Program call for benchmark:
benchmark -i <iters> -s <cpuspeed> -m <unit>
-i <iter>: Number of SHA256 iterations to perform (optional)
Valid values: 10M, 50M, 100M (default), 200M, 500M
-s <ghz>: x.x GHz speed of CPU when run (optional)
If set, calculates and shows MH/s/0.1GHz for result
Only calculates, cannot set real CPU speed of machine
-m <unit>: Measure unit to calculate (optional)
Valid values: MH (default), MB, MiB, cpb
Console output for Windows/VS2022 (P-core, 6.0 GHz):
Results (P-core, 6.0 GHz):
Environment | Fast | P/U [1] | Reference [2] | P/U [1] |
---|---|---|---|---|
Windows/VS2022 | 42.48 MH/s | 0.708 | 31.17 MH/s | 0.520 |
Linux/Clang15 | 42.47 MH/s | 0.708 | 41.37 MH/s | 0.689 |
Linux/gcc12 | 42.13 MH/s | 0.702 | 35.56 MH/s | 0.593 |
Results (E-core, 4.3 GHz):
Environment | Fast | P/U [1] | Reference [2] | P/U [1] |
---|---|---|---|---|
Windows/VS2022 | 42.02 MH/s | 0.977 | 29.29 MH/s | 0.681 |
Linux/Clang15 | 42.09 MH/s | 0.979 | 40.91 MH/s | 0.951 |
Linux/gcc12 | 42.07 MH/s | 0.978 | 33.43 MH/s | 0.777 |
Results (Zen4-core, 5.1 GHz):
Environment | Fast | P/U [1] | Reference [2] | P/U [1] |
---|---|---|---|---|
Windows/VS2022 | 38.31 MH/s | 0.751 | 18.73 MH/s | 0.367 |
Linux/Clang15 | 38.52 MH/s | 0.755 | 37.39 MH/s | 0.733 |
Linux/gcc12 | 38.32 MH/s | 0.751 | 30.40 MH/s | 0.596 |
Results (A76-core, 2.4 GHz):
Environment | Fast | P/U [1] | Reference [2] | P/U [1] |
---|---|---|---|---|
Linux/Clang15 | 18.45 MH/s | 0.769 | 16.72 MH/s | 0.696 |
Linux/gcc12 | 18.45 MH/s | 0.769 | 14.99 MH/s | 0.625 |
[1] P/U, per unit, MH/s/0.1GHz speed from measured MH/s and CPU speed.

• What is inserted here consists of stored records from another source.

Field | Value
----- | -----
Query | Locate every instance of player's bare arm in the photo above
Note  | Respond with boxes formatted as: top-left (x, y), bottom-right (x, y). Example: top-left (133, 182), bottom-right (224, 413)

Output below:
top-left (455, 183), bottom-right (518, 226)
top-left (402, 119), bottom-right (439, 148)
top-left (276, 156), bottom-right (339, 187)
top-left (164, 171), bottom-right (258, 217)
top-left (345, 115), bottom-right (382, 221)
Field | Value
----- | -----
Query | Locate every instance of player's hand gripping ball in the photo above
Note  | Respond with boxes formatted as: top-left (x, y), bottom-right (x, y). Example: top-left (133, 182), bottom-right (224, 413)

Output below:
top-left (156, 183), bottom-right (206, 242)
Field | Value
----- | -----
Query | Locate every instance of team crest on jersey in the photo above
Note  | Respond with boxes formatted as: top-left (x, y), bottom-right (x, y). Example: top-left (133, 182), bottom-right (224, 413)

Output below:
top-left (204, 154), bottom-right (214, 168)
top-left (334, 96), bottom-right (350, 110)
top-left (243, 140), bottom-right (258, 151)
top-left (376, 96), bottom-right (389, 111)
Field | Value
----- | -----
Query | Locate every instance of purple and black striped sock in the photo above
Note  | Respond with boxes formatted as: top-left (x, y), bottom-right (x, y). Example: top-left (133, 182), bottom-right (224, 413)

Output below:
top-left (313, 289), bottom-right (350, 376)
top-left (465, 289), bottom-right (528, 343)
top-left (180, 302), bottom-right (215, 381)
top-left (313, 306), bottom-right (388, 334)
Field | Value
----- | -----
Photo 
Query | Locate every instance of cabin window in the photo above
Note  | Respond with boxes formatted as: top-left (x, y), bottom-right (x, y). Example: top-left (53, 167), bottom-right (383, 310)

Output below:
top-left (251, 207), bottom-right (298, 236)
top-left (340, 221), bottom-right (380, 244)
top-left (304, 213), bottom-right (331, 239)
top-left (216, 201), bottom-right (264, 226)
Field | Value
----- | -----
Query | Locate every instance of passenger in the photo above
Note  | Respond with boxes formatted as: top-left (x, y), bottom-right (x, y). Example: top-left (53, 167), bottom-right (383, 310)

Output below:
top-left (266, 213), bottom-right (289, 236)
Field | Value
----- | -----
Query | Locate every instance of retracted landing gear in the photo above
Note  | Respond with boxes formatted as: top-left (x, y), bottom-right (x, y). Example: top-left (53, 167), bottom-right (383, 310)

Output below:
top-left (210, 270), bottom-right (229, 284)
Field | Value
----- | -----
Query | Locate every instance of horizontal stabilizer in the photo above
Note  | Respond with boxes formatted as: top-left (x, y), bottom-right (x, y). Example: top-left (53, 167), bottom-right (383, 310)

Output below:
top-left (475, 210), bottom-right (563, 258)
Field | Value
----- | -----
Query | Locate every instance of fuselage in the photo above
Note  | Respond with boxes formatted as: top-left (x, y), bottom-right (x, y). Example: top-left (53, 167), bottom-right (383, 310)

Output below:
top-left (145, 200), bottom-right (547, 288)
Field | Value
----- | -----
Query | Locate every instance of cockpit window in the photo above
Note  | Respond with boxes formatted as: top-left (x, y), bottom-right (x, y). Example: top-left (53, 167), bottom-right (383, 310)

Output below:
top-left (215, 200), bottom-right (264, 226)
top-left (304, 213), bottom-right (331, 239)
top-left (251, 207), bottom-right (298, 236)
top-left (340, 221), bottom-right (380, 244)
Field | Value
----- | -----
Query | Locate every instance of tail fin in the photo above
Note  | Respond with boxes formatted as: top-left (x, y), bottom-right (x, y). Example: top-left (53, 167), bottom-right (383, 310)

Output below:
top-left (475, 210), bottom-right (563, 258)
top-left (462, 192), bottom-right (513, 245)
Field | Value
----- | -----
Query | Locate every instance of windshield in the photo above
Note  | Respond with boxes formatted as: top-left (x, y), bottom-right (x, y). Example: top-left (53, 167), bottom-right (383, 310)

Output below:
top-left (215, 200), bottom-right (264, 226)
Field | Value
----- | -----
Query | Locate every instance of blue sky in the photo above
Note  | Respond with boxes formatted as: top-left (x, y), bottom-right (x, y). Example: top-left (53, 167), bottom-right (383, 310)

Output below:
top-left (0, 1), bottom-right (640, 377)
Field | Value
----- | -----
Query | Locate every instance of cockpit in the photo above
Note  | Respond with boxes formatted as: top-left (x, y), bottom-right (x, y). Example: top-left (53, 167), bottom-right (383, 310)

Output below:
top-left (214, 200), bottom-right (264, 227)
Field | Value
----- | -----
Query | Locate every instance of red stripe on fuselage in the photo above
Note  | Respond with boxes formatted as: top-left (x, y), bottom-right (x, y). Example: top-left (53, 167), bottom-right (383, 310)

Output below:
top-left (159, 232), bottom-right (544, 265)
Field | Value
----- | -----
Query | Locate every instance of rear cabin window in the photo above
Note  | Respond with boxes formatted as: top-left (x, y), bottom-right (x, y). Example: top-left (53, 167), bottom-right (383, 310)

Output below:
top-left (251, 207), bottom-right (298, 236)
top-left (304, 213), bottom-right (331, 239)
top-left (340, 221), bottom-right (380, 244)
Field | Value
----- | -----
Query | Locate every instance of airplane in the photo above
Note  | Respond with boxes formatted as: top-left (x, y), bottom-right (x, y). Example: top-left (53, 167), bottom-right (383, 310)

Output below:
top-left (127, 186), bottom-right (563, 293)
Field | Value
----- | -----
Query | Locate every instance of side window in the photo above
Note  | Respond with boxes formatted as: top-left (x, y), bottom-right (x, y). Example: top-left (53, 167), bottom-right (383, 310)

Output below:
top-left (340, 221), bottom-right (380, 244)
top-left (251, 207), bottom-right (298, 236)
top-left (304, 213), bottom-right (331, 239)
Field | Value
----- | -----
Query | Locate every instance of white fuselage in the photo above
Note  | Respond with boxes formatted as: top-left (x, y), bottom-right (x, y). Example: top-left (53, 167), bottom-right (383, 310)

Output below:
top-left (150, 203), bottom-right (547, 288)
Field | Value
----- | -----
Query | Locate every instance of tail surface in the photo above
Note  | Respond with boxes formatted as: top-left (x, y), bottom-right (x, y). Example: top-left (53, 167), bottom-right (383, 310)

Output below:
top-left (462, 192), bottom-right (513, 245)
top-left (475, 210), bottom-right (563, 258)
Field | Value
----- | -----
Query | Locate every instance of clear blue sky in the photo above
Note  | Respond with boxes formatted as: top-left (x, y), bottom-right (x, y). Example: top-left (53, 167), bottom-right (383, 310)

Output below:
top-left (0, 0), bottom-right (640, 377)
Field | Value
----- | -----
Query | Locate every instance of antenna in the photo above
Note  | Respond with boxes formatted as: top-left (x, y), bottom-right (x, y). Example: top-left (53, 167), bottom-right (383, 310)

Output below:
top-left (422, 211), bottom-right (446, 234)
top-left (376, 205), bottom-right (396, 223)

[2] Reference numbers are only to illustrate source code optimization effect.
All testing indicates a linear MH/s increase, given CPU GHz speed. Locking CPU speed, using MH/s/0.1GHz unit, is an easy way to measure optimization effect. Or compare IPC (instructions per clock) for SHA Extensions between CPU generations (for this specific use-case).
Elements surrounding raw GHz of CPU do not look to affect results (RAM, HyperThreading, CPU cache, more). Seems logical, since the recursive SHA256 implementation is not much more than a few instructions repeated in a CPU core.
Intel's E-core is much more efficient per 0.1 GHz than P-core. Cannot run with as high clock. Still manages to get work done. AMD's Zen4-core and ARM's A76-core is a combination in-between. In the end, a race of who can clock highest (GHz).